In short, Cimarron Ballroom humanizes her. In some respects, this
flesh-and-blood Patsy isn't even very likable. Determined to prove her
toughness after her car accident, she knocks women drivers, gloats over her
latest number one, and generally acts so chauvinistic that when she finally
makes a crack about Khrushchev, you realize you've been half expecting an
anti-Commie rant all along.
But the toughness is also put to good use. As the featured singer at the
Cimarron Ballroom's regular Saturday-night dance, Cline runs through a
repertoire meant to please a general dance crowd at the close of the first
rock-and-roll era, a time when country, R&B, and pop were closer in spirit
than they ever would be again. Backed by the lively swing arrangements of a
house band led by Leon McAuliffe, a steel-guitar whiz who played with Bob Wills
and His Texas Playboys back when they were the most versatile band in the known
universe, Cline tears through a pop standard ("Bill Bailey, Won't You Please
Come Home"), a couple of C&W classics ("Lovesick Blues," "San Antonio
Rose"), and some recent rock-and-roll raves ("Shake, Rattle & Roll,"

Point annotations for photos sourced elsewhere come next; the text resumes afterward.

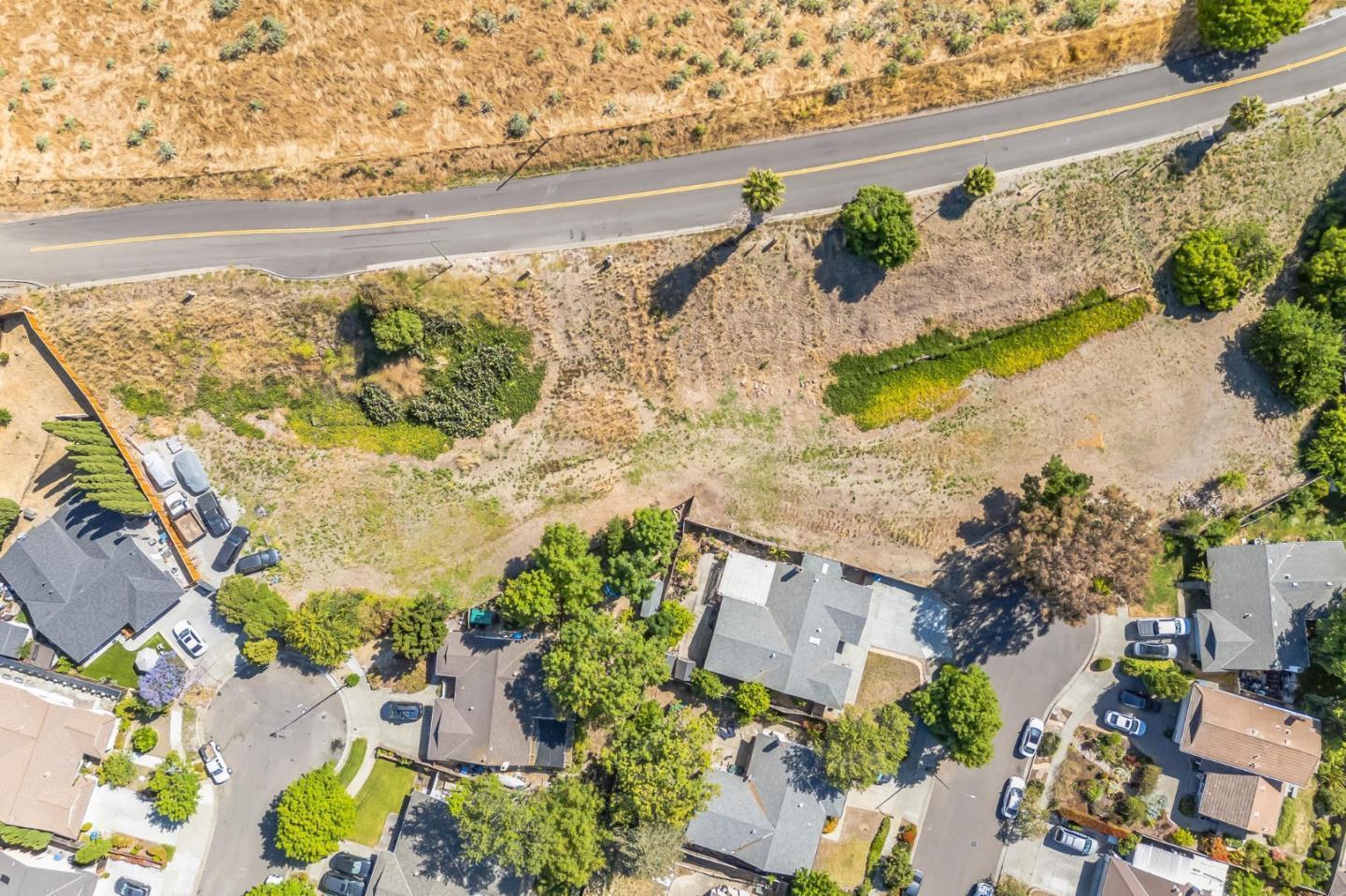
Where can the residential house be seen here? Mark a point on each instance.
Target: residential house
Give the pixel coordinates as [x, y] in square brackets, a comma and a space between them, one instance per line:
[802, 632]
[1262, 598]
[1253, 755]
[43, 745]
[82, 580]
[494, 709]
[427, 859]
[768, 818]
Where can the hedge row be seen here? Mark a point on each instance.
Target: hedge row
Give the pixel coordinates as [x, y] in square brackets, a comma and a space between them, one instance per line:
[925, 377]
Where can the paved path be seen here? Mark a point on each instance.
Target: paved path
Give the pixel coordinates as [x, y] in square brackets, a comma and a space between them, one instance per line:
[603, 205]
[959, 844]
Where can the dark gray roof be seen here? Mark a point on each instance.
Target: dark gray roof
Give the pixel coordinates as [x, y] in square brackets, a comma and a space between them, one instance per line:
[771, 818]
[12, 638]
[807, 641]
[82, 580]
[427, 859]
[497, 705]
[18, 879]
[1260, 599]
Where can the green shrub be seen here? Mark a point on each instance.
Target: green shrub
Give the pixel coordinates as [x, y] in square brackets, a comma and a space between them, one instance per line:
[924, 377]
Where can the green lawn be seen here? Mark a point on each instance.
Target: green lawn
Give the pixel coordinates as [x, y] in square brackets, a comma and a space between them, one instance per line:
[354, 761]
[118, 663]
[381, 795]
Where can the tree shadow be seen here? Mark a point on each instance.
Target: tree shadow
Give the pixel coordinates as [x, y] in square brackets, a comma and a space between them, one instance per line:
[675, 287]
[841, 274]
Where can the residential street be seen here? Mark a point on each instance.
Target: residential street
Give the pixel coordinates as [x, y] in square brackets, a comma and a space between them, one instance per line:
[241, 718]
[959, 844]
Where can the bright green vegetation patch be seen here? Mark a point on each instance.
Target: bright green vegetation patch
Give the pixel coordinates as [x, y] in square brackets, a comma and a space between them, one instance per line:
[354, 761]
[118, 663]
[925, 377]
[381, 795]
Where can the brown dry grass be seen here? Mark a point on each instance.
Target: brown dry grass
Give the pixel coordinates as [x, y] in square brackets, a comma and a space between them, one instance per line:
[722, 397]
[326, 128]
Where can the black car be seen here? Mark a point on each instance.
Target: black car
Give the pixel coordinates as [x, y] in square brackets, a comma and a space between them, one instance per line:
[1135, 700]
[259, 562]
[229, 550]
[357, 867]
[398, 711]
[341, 886]
[211, 514]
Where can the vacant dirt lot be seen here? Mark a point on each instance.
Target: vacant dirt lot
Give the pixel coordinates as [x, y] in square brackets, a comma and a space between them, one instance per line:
[381, 95]
[694, 369]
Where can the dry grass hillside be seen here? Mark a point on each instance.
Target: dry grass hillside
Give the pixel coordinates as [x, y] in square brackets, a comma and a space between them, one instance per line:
[132, 95]
[694, 369]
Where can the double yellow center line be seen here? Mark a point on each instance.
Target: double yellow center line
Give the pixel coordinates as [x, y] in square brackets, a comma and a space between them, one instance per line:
[692, 187]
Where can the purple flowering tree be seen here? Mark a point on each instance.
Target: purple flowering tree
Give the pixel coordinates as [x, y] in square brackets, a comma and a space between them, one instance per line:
[163, 684]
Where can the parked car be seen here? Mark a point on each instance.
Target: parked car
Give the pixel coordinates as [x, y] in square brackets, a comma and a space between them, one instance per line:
[259, 562]
[189, 639]
[341, 886]
[1030, 737]
[1073, 840]
[211, 514]
[403, 711]
[1163, 627]
[357, 867]
[1135, 700]
[190, 473]
[1125, 722]
[1155, 650]
[216, 763]
[1011, 798]
[230, 548]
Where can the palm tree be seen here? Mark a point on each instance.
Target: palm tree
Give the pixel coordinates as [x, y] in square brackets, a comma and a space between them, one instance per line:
[1247, 113]
[762, 192]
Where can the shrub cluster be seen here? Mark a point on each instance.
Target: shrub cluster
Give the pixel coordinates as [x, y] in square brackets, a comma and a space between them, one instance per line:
[926, 376]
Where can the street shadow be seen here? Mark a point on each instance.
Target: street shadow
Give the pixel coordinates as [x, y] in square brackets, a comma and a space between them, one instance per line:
[672, 291]
[1245, 378]
[840, 274]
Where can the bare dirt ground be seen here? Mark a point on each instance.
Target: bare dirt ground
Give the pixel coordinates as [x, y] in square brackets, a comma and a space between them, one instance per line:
[602, 82]
[33, 467]
[688, 369]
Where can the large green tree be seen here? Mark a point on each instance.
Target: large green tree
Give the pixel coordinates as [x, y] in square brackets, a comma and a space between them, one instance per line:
[658, 761]
[858, 747]
[177, 789]
[314, 816]
[326, 627]
[599, 667]
[1248, 24]
[575, 571]
[961, 708]
[252, 604]
[419, 627]
[878, 226]
[1300, 348]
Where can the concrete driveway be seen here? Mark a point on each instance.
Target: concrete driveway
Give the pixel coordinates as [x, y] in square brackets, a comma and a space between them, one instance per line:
[272, 727]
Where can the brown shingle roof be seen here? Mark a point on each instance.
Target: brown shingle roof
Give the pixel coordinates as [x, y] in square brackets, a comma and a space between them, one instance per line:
[1251, 736]
[1242, 801]
[42, 746]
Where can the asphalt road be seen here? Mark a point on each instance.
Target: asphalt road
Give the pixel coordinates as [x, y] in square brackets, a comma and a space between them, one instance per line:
[603, 205]
[241, 720]
[1028, 666]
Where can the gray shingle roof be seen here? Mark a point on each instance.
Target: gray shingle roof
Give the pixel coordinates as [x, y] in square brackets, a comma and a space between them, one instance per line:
[427, 859]
[1260, 599]
[771, 818]
[82, 580]
[808, 641]
[498, 701]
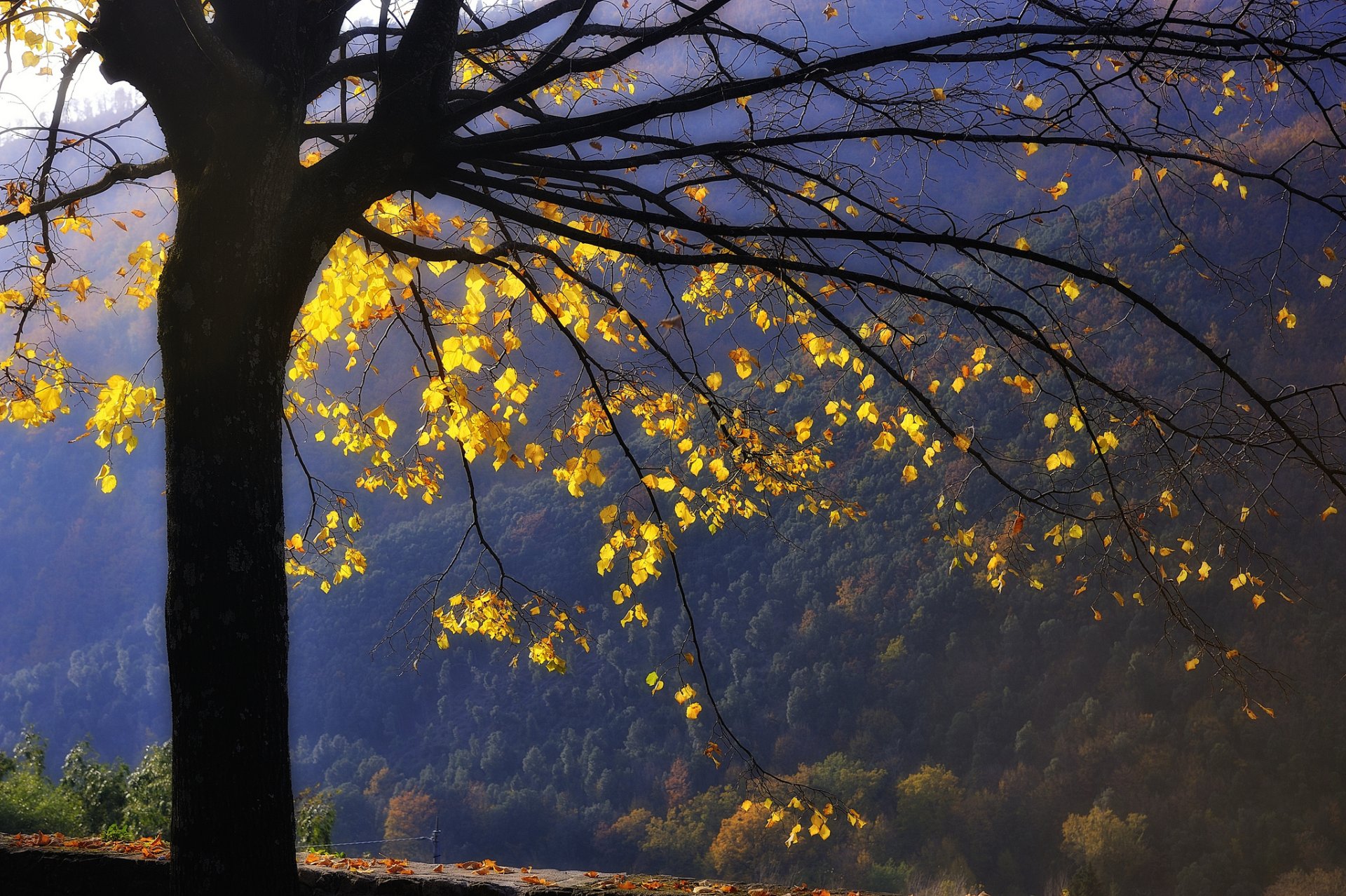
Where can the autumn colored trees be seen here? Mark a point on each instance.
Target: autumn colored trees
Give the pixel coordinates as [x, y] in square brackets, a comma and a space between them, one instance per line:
[611, 243]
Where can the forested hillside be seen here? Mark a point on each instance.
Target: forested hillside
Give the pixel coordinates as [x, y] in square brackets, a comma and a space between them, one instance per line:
[1024, 739]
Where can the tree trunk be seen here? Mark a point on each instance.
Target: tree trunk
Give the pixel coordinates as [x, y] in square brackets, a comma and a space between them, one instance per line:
[232, 287]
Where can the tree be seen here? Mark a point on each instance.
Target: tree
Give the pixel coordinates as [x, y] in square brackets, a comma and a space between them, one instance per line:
[687, 215]
[99, 789]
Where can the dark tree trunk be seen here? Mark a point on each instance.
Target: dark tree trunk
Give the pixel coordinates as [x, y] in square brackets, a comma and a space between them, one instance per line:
[235, 280]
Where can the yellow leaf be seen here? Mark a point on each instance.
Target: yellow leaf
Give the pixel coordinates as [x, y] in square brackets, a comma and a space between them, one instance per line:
[804, 430]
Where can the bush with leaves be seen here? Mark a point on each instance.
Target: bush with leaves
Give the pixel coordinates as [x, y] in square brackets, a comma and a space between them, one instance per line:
[150, 792]
[100, 789]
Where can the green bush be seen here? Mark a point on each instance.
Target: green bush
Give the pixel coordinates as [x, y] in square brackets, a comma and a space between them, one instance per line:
[29, 802]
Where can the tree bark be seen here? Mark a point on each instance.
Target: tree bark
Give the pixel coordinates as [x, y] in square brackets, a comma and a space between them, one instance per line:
[232, 287]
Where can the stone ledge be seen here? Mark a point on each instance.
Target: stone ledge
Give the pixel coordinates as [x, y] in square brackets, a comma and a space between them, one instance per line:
[55, 871]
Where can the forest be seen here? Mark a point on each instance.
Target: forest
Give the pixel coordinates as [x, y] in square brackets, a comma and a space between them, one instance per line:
[1010, 740]
[1026, 736]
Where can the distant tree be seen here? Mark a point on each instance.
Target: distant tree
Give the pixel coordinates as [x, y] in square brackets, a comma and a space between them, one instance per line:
[150, 792]
[100, 789]
[691, 209]
[29, 799]
[315, 814]
[30, 754]
[1112, 848]
[409, 814]
[1321, 881]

"Stupid Cupid"). She even finds time for some of her own hits ("Walking After
Midnight," "I Fall to Pieces"). And she nails them all.
Too ragged to qualify as a definitive document, Cimarron Ballroom
nonetheless shows that Cline was more than an archetypal performer like Aretha:
she was a hard-headed genre buster with the will and the talent to find her
place in any style. In her lifetime she met success only when she constrained
herself to the genteel limits of countrypolitan. But her talent informed her
hits with such a deep, subtle passion, it guaranteed her future place in the
record books. Not to mention the heavens.